これで時間は稼げる……後はカムイが通れるほどのサイズに穴を広げて……
「ゴボァガァァァァーーーー!」
「ガァバオァァァァーーーー!」
「ゲブゥゴォォォォーーーー!」
ちっ、まだ生きてやがったか! あれは……鰐か! くそ、何匹いやがんだよ!
「アレク! カムイに浮身を!」
「任せて!」
小さな穴から遠隔で魔法を使うのは難しい。だがアレクなら……
「かけたわ!」
「よし! そのままでお願い!」
さらに急いで修羅を振る。どうにかカムイが通れるサイズまで……
くそ、もう少しなのに……一体この床はどんな材質で出来てんだよ! 硬いくせに粘り強い!
『氷弾』
アレクは下に向かって牽制をしてくれている。鰐どもは水中から飛び上がってカムイに噛みつこうとしてきやがるからな……

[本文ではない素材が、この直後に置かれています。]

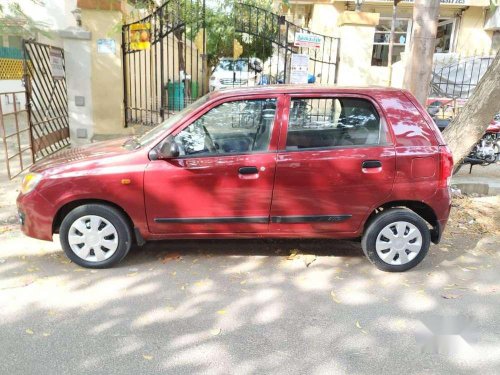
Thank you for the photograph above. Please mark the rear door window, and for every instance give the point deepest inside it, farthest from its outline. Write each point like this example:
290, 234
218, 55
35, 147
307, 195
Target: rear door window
332, 122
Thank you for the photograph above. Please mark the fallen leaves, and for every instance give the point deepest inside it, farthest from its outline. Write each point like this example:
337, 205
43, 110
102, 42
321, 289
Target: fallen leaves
215, 331
358, 325
170, 256
308, 259
450, 296
334, 297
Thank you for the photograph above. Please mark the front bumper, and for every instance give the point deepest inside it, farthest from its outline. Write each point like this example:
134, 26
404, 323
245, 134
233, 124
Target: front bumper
36, 215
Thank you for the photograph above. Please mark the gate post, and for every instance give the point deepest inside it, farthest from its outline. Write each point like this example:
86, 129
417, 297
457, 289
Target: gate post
77, 48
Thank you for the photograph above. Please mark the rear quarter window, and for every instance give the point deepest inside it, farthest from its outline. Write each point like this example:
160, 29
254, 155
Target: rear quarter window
408, 125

アレクは私が修羅を振る動きに合わせて、まるで餅つきの相手役のように。タイミングを見計らって氷弾を撃ち込んでくれる。阿吽の呼吸だな。
そして……ついに……
「ガウゥ」
よし! ついにカムイの救出に成功した! やった……
「カムイ、これ飲め。」
「ガフゥ」
体中が傷だらけだ。おまけに水から上がったばかりなのに真っ白だった毛並みが赤黒く汚れている。暗闇の水中であれだけもの巨大鰐を相手に……よく生きてたなカムイ。心配させやがって……
さあて、安全地帯に戻る前に……
死ねやクソ鰐ども!
『轟く雷鳴』
広範囲に雷を落とす魔法だが、それをこの小さな穴から落とせばどうなるか……
轟音を立てて稲光が視界を埋める。
次の瞬間、穴から大量の熱水が吹き上がり天井に直撃した。熱水は周囲を濡らし、蒸気が充満し迷宮を覆う。

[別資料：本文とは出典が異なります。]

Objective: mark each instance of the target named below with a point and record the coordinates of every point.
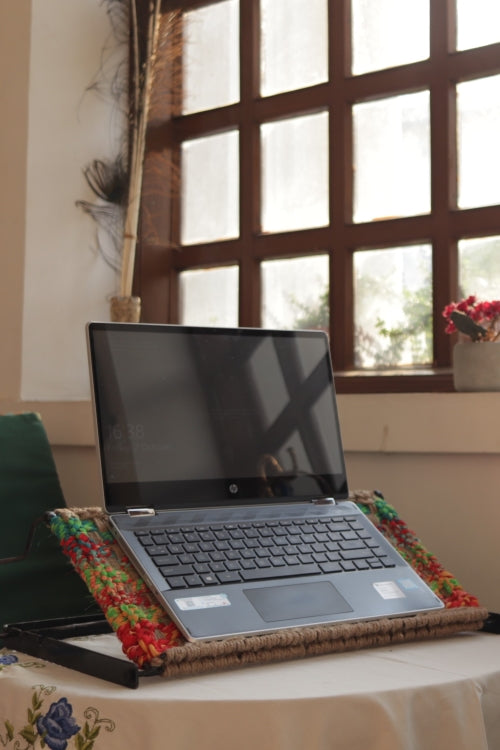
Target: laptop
(224, 481)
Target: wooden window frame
(160, 258)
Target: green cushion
(44, 585)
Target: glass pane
(393, 307)
(478, 23)
(209, 296)
(387, 33)
(211, 71)
(479, 268)
(294, 44)
(295, 293)
(295, 173)
(478, 121)
(392, 157)
(210, 188)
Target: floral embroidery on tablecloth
(54, 726)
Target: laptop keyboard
(204, 555)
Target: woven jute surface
(151, 639)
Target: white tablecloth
(439, 695)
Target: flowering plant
(478, 320)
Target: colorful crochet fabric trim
(386, 519)
(141, 625)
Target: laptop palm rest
(297, 600)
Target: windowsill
(395, 381)
(370, 422)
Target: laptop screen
(189, 416)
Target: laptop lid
(201, 417)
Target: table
(433, 695)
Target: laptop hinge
(134, 512)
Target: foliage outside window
(330, 164)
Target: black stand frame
(44, 639)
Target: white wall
(67, 128)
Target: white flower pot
(476, 366)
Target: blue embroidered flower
(6, 659)
(58, 725)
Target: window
(332, 164)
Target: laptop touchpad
(297, 600)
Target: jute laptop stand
(153, 644)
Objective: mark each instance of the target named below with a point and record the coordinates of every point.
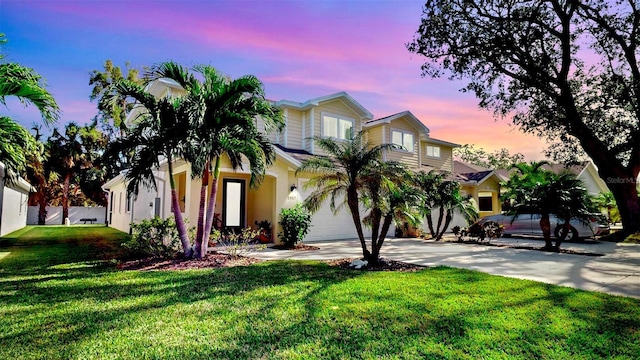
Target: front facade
(238, 205)
(13, 203)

「ちょっとカース……すごく眩しかった上に、頭が割れそうな音じゃない……」
「いやーごめんごめん。ついムキになってしまったよ。カムイをこんな目に遭わされてしまったもんで。」
「あ、足元が!」
ほう、ようやく開いたか。時間が来たのか、それとも……
落とし穴の底は池、と言うより水牢だろうか。深さなど分からぬ仄暗い水はまさしく檻。カムイはこんな所に落とされて……巨大な鰐と一時間余りも戦い続けたのか。本当によく生きていたものだ。普通は即座に食い殺されてるよな……
当然ながらすでに鰐は一匹もいない。もしかして再び床が開いた理由は鰐を全滅させたからとか? そうでなければ下に落ちた人間が脱出できる可能性がなくなってしまうもんな。時間の経過を待ち、上に残った仲間が床を開けるか……下に落ちた者が自力で鰐を全滅させるか。助かるにはきっとその二通りと見た。やはりここの神はいい性格してんなぁ……

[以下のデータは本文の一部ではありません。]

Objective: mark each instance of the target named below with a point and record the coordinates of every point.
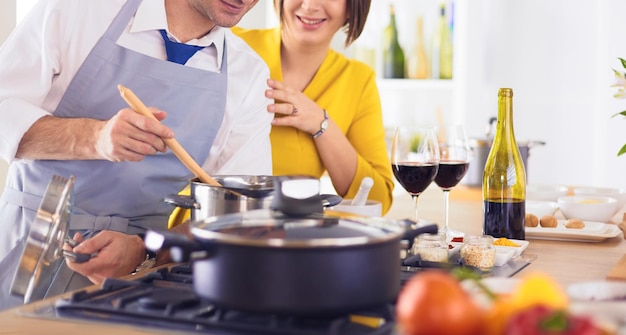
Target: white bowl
(617, 193)
(545, 192)
(588, 207)
(541, 208)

せっかく倒したんだから鰐の素材は欲しいけど……沈んでるんだろうな。潜ってる間に閉まったら嫌だしな。無視して帰ろう。どんな素材を落としたんだろうなぁ。逃した魚は大きいもんだしね。
「さ、戻ろうか。お休みは今日だけの予定だったけど、延期だね。長引くと思うよ。」
「そんなの構わないわよ。カースの体調が一番なんだから。」
「ガウガウ」
助かって良かったなカムイ。一緒にゆっくり休もうぜ。状況はまた今度教えてくれよな。
帰りはミスリルボードだ。魔力的にはまだ余裕があるが、体力的にそろそろヤバい。だから安全地帯に帰るまでは身体強化も無痛狂心も解除せずに……早く帰ろう……
安全地帯に戻り身体強化だけ解除すると……だめだこりゃ……体が全然動かない……『浮身』とりあえず風呂だ。湯船に横になって体を休めよう。
『金操』でポーションも飲んでと……
「カース、具合はどう?」
「いやー、だめだね。体が全く動かないよ。無痛狂心を解除したら激痛でのたうち回りそうだよ。しばらくゆっくりするね。」
「それがいいわ。こんな時ってしっかり揉むべきなのかしら?」
「どうかな。とりあえずしばらくは放っておいた方がいいかも。痛みが引いてきたら頼めるかな。」
「ええ、任せておいて。」
もし、このタイミングで本気の赤兜どもが攻めてきたら危ないな……
カムイは手負いだし……
幸い私の魔力はまだ余裕があるし、三日もあれば全快するだろう。体の方は……何日かかるんだか……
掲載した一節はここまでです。